Authors: Nils Gornemann, Sebastian Hildebrand, and Keith Kuester
In a simple New Keynesian open economy setting, the paper analyzes how local input shortages influence policy transmission and equilibrium determinacy. Shortages increase the elasticity of the local price of the scarce factor, affecting the cyclicality of marginal costs and incomes. This alters the slopes of both the Phillips and IS curves, crucially influencing monetary and fiscal policy transmission. These changes depend on factor ownership and consumption propensities. Theoretically, shortages can also raise the risk of self-fulfilling fluctuations if rising prices boost incomes for agents with high consumption propensities.
The international macroeconomic environment is increasingly affected by shortages of inputs, driven by various factors such as natural disasters and geopolitical policies. These shortages can significantly change the sensitivity of prices to local demand conditions, even for a small open economy. This paper examines the implications of such supply constraints for monetary transmission and macroeconomic stability in a New Keynesian open economy model. Domestic production uses labor and another input factor, with the latter's income accruing to domestic households and a foreign economy demanding domestic products.
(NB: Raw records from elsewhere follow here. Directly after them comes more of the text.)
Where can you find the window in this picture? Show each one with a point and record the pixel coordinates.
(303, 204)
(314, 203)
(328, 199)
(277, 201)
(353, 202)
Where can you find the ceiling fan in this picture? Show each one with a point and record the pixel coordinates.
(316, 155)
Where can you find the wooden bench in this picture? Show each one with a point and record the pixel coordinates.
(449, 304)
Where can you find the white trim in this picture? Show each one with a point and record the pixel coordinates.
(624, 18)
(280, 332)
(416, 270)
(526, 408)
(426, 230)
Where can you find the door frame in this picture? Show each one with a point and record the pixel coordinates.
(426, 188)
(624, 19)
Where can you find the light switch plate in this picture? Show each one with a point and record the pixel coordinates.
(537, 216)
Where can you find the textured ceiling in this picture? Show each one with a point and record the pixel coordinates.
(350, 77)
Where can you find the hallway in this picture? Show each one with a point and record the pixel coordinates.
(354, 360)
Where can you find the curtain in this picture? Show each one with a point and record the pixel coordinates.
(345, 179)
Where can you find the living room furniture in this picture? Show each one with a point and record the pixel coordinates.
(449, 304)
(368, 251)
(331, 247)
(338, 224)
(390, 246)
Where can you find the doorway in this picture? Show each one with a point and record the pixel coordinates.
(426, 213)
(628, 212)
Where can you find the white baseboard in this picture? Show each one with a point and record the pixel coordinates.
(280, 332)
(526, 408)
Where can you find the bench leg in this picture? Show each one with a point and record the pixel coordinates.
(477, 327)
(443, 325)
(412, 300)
The core of the model is similar to Blanchard and Galí (2009), with additions including liquidity-constrained households, supply constraints for the input factor, and fiscal policy shielding households and firms from fluctuations in the input’s price. Supply constraints alter the cyclicality of the factor's price, changing the slopes of the Phillips curve and the distribution of income across households and countries. This, in turn, affects the effectiveness and distributional consequences of monetary and fiscal policy.
To derive the effects of an input shortage, a simplified version of the model is used, assuming the constrained factor is only used in production and trade is balanced. This allows for a representation with three key equations: a Phillips curve, a dynamic IS equation, and a Taylor rule. Two supply regimes are compared: one where the factor is in abundant supply at a fixed price, and another where the factor’s supply to the domestic economy is fixed, with its price moving flexibly to clear the market.
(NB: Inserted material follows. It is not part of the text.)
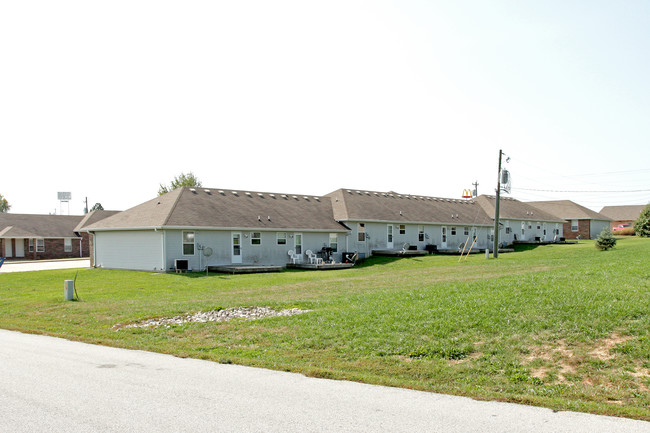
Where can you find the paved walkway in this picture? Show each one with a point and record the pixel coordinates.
(40, 265)
(54, 385)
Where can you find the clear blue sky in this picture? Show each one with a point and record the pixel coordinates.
(109, 99)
The model is calibrated to the German economy, associating the input factor with energy and building a scenario reflecting energy shortages before and after the 2022 Russian invasion of Ukraine. The analysis shows that energy supply constraints make monetary easing more inflationary and less effective, while fiscal transfers are less effective in crowding in domestic consumption.
The distribution of income is crucial in determining the implications of supply constraints. Supply constraints can raise the risk of self-fulfilling fluctuations and require a response by monetary policy to inflation stronger than prescribed by the Taylor principle.